BEIJING - American candy giant Mars Wrigley has insisted it respects China's national sovereignty and apologised for an advertisement for its Snickers bar referred to Taiwan as a country, sparking outrage on the mainland.
Videos and pictures showed a Snickers website promoting a limited edition Snickers bar, which said the product was only available in the countries of Taiwan, Malaysia and South Korea. The commercial, featuring South Korean boyband BTS, caused an outpour of anger on Chinese microblogging platform Weibo on Friday. Mars Wrigley later published an apology on its Snickers China Weibo account and said the relevant content had been amended.
We are aware of reports on Snickers-related activities in certain regions of Asia, take this very seriously and express our deep apologies, the company said.
Mars Wrigley respects China's national sovereignty and territorial integrity and conducts its business operations in strict compliance with local Chinese laws and regulations.
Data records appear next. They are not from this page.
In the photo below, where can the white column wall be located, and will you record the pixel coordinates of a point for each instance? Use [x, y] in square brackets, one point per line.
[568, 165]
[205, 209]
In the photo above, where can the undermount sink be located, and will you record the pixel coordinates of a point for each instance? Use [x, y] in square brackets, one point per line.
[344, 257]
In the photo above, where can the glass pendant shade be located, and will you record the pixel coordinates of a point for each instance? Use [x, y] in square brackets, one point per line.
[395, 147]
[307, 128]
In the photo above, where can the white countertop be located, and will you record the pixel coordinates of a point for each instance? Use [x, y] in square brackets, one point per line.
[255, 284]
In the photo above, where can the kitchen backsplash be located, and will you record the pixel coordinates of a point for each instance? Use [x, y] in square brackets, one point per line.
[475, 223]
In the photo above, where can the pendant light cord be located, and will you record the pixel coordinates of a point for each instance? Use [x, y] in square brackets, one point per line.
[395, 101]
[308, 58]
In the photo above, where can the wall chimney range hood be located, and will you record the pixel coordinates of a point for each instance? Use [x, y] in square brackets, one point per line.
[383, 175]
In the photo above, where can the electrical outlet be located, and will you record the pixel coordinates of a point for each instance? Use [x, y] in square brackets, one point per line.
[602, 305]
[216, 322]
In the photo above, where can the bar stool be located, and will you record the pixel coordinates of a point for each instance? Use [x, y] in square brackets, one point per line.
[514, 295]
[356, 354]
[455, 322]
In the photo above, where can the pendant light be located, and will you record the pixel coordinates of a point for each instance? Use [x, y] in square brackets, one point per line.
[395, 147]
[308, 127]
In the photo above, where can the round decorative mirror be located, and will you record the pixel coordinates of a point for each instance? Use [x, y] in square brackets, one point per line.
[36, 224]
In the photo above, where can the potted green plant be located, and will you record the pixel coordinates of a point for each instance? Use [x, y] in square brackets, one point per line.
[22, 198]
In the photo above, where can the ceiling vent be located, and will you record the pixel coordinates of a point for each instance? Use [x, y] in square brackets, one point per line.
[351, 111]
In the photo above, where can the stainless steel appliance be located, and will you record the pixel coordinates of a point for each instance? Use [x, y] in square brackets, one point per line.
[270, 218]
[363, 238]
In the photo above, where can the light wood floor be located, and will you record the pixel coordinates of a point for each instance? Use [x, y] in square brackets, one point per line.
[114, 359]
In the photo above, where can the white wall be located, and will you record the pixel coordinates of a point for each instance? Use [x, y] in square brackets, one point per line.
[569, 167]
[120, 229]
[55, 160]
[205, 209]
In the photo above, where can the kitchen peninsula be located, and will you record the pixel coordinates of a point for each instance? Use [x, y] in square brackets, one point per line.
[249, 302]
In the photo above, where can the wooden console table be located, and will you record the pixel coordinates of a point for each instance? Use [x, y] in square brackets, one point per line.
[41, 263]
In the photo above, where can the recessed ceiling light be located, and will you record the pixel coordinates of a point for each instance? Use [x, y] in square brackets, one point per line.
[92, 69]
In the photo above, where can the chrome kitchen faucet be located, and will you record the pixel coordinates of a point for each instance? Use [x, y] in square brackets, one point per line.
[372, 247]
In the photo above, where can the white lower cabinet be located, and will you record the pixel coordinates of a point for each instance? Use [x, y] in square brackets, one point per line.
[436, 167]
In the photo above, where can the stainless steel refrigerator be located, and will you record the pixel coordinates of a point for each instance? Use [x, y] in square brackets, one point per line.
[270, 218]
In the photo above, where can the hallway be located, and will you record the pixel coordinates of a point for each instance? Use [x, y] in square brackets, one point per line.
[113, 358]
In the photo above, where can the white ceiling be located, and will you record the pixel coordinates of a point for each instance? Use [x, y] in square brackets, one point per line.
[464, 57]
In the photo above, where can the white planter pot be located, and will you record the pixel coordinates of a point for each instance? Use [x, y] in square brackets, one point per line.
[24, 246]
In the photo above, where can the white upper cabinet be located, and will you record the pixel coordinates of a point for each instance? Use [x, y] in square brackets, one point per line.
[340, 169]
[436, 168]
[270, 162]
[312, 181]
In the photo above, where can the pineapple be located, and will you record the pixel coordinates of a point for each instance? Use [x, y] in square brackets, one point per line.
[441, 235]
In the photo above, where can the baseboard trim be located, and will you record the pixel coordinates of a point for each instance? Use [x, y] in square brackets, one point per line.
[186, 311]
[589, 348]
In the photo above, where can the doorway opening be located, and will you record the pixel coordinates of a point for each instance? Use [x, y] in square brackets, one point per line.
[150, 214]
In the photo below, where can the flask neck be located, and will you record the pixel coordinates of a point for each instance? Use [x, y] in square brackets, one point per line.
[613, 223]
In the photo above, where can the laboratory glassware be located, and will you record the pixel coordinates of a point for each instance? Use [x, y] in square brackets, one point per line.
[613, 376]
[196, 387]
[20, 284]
After the first statement, Snickers China shared another Weibo post, saying there is only one China in this world, and Taiwan is an inalienable part of China's territory. Beijing considers Taiwan to be part of its territory and has never renounced using force to bring the island under its control.
After U.S. House Speaker Nancy Pelosi visited the island on Tuesday, the outcry over the Snickers advertisement came as the sensitivities surrounding Taiwan in mainland China were at their highest level in decades, prompting China to announce live-firing exercises around the island and a long list of import bans on Taiwanese products.
On Friday, China said that it was ending cooperation with the United States on key issues including climate change, and has in recent days encircled the self-ruled democratic island with a series of military drills.
Mars Wrigley is not the first international firm to issue an apology about the possibility of losing access to China's massive consumer market.
In the year 2019, French luxury brand Dior apologized for using a map of China in a presentation that did not include Taiwan.
A customer questionnaire listed Taiwan, Tibet and Hong Kong as separate countries, and Marriott's website shut down for a week in 2018 by authorities in China.